Three Coogs and a Baby – Cleanweb Hackathon Comes to Houston
From September 21-23, Cleanweb Texas held the first Cleanweb Hackathon at Rice Univeristy. Before you get the wrong idea, cleanweb doesn’t have much to do with “clean” website design. Cleanweb refers to a global movement of entrepreneurs building applications that “demonstrate the impact of applying information technology to resource constraints.”
Over the last year, Cleanweb has been making waves by holding hackathons across the world. Thanks to co-organizers Bryan Guido Hassin and Amitav Misra, the Cleanweb Hackathon came to Houston for a weekend. In that short span, 55 hackathon participants created seven new applications that tackle problems of waste, transit, consumption, and environmental awareness.

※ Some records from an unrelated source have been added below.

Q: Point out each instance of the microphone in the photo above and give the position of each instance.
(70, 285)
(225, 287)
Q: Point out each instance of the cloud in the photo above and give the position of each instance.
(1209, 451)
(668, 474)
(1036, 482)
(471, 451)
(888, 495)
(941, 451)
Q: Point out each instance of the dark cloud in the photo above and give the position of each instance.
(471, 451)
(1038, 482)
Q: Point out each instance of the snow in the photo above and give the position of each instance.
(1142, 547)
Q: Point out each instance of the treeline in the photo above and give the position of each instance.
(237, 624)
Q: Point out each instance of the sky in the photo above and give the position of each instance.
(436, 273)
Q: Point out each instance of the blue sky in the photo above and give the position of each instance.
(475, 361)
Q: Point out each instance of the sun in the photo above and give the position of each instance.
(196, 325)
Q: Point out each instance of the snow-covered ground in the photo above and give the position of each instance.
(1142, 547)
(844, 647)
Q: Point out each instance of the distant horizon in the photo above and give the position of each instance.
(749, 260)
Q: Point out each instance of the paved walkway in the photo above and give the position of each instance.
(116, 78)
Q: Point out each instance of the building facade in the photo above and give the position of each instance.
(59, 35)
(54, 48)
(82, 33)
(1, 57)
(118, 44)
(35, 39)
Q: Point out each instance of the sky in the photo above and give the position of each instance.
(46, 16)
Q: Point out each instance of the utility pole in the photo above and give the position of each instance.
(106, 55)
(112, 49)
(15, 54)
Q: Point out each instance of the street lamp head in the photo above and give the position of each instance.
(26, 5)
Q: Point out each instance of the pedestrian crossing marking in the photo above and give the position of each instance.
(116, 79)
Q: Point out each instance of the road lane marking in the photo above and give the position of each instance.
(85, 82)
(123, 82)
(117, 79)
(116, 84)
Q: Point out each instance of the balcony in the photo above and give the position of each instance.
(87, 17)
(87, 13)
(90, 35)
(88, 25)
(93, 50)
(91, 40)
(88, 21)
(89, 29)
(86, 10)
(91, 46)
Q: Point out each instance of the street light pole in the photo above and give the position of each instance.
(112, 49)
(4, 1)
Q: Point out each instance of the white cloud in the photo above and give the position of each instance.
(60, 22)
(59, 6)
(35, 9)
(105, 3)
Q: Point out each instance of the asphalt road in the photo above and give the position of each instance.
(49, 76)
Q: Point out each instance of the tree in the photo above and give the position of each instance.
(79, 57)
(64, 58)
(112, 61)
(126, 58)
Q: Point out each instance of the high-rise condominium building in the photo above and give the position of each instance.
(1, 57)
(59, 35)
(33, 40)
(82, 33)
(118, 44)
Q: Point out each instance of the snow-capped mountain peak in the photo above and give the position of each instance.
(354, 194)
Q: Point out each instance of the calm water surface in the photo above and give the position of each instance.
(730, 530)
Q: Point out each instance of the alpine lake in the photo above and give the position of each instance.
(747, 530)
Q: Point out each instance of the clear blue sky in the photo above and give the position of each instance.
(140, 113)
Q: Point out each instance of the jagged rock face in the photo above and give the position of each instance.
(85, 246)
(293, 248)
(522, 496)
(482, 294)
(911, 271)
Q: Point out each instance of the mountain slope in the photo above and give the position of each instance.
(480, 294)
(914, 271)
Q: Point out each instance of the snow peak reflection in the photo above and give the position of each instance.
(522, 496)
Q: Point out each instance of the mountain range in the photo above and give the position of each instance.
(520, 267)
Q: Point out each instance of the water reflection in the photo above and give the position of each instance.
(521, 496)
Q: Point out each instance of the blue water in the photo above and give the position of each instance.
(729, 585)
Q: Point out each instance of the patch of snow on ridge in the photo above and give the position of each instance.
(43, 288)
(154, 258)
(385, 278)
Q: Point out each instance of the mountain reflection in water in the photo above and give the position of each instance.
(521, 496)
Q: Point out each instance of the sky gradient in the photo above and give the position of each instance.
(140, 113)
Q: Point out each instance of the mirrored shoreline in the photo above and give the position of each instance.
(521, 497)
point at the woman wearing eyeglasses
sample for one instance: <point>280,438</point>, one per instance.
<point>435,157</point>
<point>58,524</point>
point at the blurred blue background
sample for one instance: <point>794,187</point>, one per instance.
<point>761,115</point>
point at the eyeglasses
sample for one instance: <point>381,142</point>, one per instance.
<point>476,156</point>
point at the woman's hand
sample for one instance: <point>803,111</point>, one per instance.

“The cleanweb concept immediately appealed to me and dovetailed nicely with work I was seeing at SURGE Accelerator and elsewhere in Houston,” co-organizer Amitav Misra explained. “I also knew that Waste Management, the world leader in waste and recycling, is based in Houston, and that Texans in general and Houstonians in particular care deeply about water, air quality, and transit issues.”
Respectfully, the best thing born that weekend was Sancho Zara, son of committee member Anthony Zara. Sancho presented without Powerpoint. He’s just that good.
The next best thing born that weekend was CO2mmuters, a web application designed by three University of Houston students. Led by Jose Pradilla, the CO2mmuters team slept on the floor, ate from the buffet, and spent their waking hours writing code. Their university took notice, too.
Other teams included Amazing Houston (an app that plots restaurants and points of interest from your transit schedule) and Revolutionary Trashcans (a hardware/software system that measures and visualizes cafeteria consumption and waste). One team even opted to organize a massive, sprawling data set from the Shell Center of Sustainability. They knew the project wasn’t sexy, but they also knew it had to be done.
“The teams were using data and APIs they had never seen before,” co-organizer Bryan Guido Hassin explained. “And they managed to figure it out quickly enough to create some really innovative and useful prototypes. It was a great surprise to see just how high quality many of the projects turned out to be after such a short amount of time to work.”
With the notable exception of our new friend Sancho Zara, none of this would have been possible without the tireless leadership of entrepreneurs and Cleanweb community leaders Bryan Guido Hassin and Amitav Misra. In the afternoon fog of happy hours, beer buzz, and big dreams, they led weekly planning meetups full of designers, developers, and eager students. In a matter of weeks, armed with inspiring speeches and force of will, Misra and Hassin put Cleanweb Texas on the map.
“One of the best features of the event was our ability to bring professionals from such diverse places as BP, NASA, Waste Management, SAP, and small entrepreneurial ventures, as well as students from Rice and UH,” Misra noted. “Our winning team was all students, our first runner-up team was all professionals, and our second runner-up team was a mix of students and professionals. So we felt that they all worked well together to build on each others’ enthusiasm, skills, and diverse mix of viewpoints.”
Hassin drove the point home: “When NASA engineers rub elbows with startup entrepreneurs and professional software developers connect with students, it makes our innovation ecosystem richer as a whole.”